Yep, this looks good: it's the reason I insisted we'd use the
--security option.

> * Now the property value for SecurityManager.SecurityEnabled reside in
> unmanaged code (so it can be used over there and so we can't reflect on
> the field to change its value). This means an internal call each time.
> To avoid this the JIT _could_ produce code to replace SystemManager.
> SecurityEnabled by false when --security isn't enabled. In this case the
> permission creation/demand would be treated as dead code (and possibly
> totally removed by optimizations).
> 	??? is it worth it ???

Yes, it is. We'll do two things: if --security is not provided,
the call will be changed to a false boolean value.
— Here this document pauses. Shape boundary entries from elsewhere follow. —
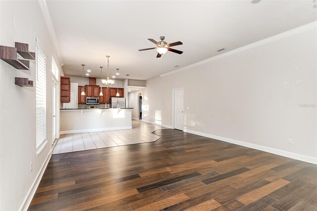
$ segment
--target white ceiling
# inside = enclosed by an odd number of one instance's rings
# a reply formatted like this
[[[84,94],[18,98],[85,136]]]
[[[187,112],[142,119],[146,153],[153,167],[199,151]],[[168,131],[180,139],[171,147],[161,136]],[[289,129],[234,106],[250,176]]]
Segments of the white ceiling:
[[[147,80],[317,20],[312,0],[91,1],[49,0],[48,7],[66,75],[81,76],[81,64],[91,76],[110,75]],[[156,58],[147,40],[165,37],[181,41]],[[221,48],[226,50],[215,51]],[[179,65],[178,67],[174,67]],[[125,76],[125,74],[129,74]]]

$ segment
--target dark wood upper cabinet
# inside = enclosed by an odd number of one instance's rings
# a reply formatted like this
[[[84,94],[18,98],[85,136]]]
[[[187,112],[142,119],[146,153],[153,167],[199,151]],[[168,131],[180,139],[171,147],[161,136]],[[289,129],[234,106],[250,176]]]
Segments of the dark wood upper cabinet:
[[[81,93],[85,92],[85,95],[81,95]],[[86,104],[86,87],[78,86],[78,104]]]
[[[117,94],[117,89],[116,88],[109,88],[109,94],[110,97],[115,97],[115,95]]]
[[[93,97],[93,86],[86,86],[86,90],[87,93],[86,93],[86,97],[87,98]]]
[[[119,89],[118,90],[119,92],[119,97],[121,98],[123,98],[124,97],[124,92],[123,91],[124,89]]]
[[[70,77],[60,76],[60,103],[70,102]]]
[[[100,91],[99,91],[99,86],[94,86],[93,87],[94,93],[93,93],[93,97],[99,98]]]
[[[99,86],[86,85],[87,93],[86,93],[87,98],[99,98]]]

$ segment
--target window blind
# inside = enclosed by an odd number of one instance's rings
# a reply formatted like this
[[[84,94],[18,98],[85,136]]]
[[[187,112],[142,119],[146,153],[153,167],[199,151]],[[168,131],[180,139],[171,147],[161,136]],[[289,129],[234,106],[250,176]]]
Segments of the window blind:
[[[46,57],[36,47],[36,148],[46,139]]]

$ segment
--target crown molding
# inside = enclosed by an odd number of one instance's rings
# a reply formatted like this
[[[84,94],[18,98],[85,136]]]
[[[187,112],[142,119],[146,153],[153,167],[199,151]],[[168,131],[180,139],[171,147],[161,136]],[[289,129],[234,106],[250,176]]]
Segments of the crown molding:
[[[307,30],[313,29],[317,28],[317,21],[315,21],[312,23],[309,23],[304,26],[300,26],[298,28],[296,28],[293,29],[291,29],[289,31],[283,32],[281,34],[274,35],[272,37],[270,37],[268,38],[264,39],[264,40],[261,40],[260,41],[256,42],[255,43],[252,43],[249,45],[243,46],[238,49],[234,49],[232,51],[222,53],[220,55],[216,55],[215,56],[211,57],[207,59],[203,60],[201,61],[199,61],[196,63],[194,63],[189,65],[187,65],[184,67],[181,67],[179,69],[176,69],[175,70],[171,71],[170,72],[167,72],[166,73],[160,75],[160,77],[164,77],[169,75],[171,75],[179,72],[188,69],[190,69],[192,67],[196,67],[197,66],[201,65],[205,63],[208,63],[214,60],[218,59],[219,58],[223,58],[224,57],[228,56],[230,55],[234,54],[235,53],[238,53],[239,52],[243,52],[244,51],[248,50],[249,49],[252,49],[253,48],[257,47],[258,46],[262,46],[264,44],[266,44],[271,42],[275,41],[276,40],[285,38],[287,37],[289,37],[292,35],[295,35],[296,34],[300,33],[301,32],[305,32]]]
[[[55,31],[54,31],[54,28],[53,27],[53,24],[52,22],[52,19],[51,19],[50,12],[49,12],[49,9],[48,9],[47,4],[46,4],[46,0],[38,0],[39,3],[40,3],[40,6],[41,6],[41,9],[42,10],[42,12],[43,13],[43,15],[44,16],[44,19],[45,19],[46,25],[49,29],[49,32],[50,33],[50,35],[51,36],[51,38],[52,39],[54,48],[55,48],[55,50],[56,51],[57,56],[58,56],[59,64],[61,67],[64,65],[64,63],[63,63],[63,60],[61,58],[60,53],[59,53],[60,51],[59,47],[58,47],[58,43],[57,42],[57,39],[56,37],[56,35],[55,34]]]

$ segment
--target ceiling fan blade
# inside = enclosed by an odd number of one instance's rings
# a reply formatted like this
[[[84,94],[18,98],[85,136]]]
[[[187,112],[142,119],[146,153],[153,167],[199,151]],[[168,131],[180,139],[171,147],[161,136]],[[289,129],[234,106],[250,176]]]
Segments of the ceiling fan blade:
[[[179,46],[180,45],[183,45],[183,43],[182,43],[180,41],[178,41],[178,42],[175,42],[175,43],[170,43],[169,44],[168,44],[168,45],[169,47],[171,47],[172,46]]]
[[[139,49],[139,52],[142,52],[142,51],[152,50],[152,49],[156,49],[156,47],[155,47],[155,48],[150,48],[149,49]]]
[[[155,40],[153,40],[153,39],[148,39],[148,40],[149,40],[149,41],[150,41],[152,43],[154,43],[155,45],[158,45],[158,43],[157,42],[156,42]]]
[[[178,53],[178,54],[183,53],[183,52],[181,52],[180,51],[178,51],[178,50],[175,50],[175,49],[170,49],[169,48],[167,48],[167,50],[170,52],[175,53]]]

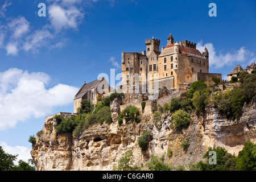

I committed last week
a change that will enable the code to be removed in this case also
when the default optimization options are used (I needed it to remove
code as well in some experimental code I had written).
The other thing is: if --security is provided, the icall will be
changed to a simple load from the memory location where the flag is stored,
so it will be quite fast to execute. This could be optimized so
that once the value is set to false we always return a false boolean
constant (if we agree that in that case results should be considered 

>         * Another example is demanding a permission that is already
>         demanded by something else down the execution stack. This is why
>         Environment.CurrentDirectory doesn't check for PathDiscovery
>         permissions because System.IO.Directory already does the job.

A demand () in a call frame could mark the callframe if it succedes
and an new demand would need to wlak the stack just to that point
(this doesn't get rid of the obj creation ovehead, though...).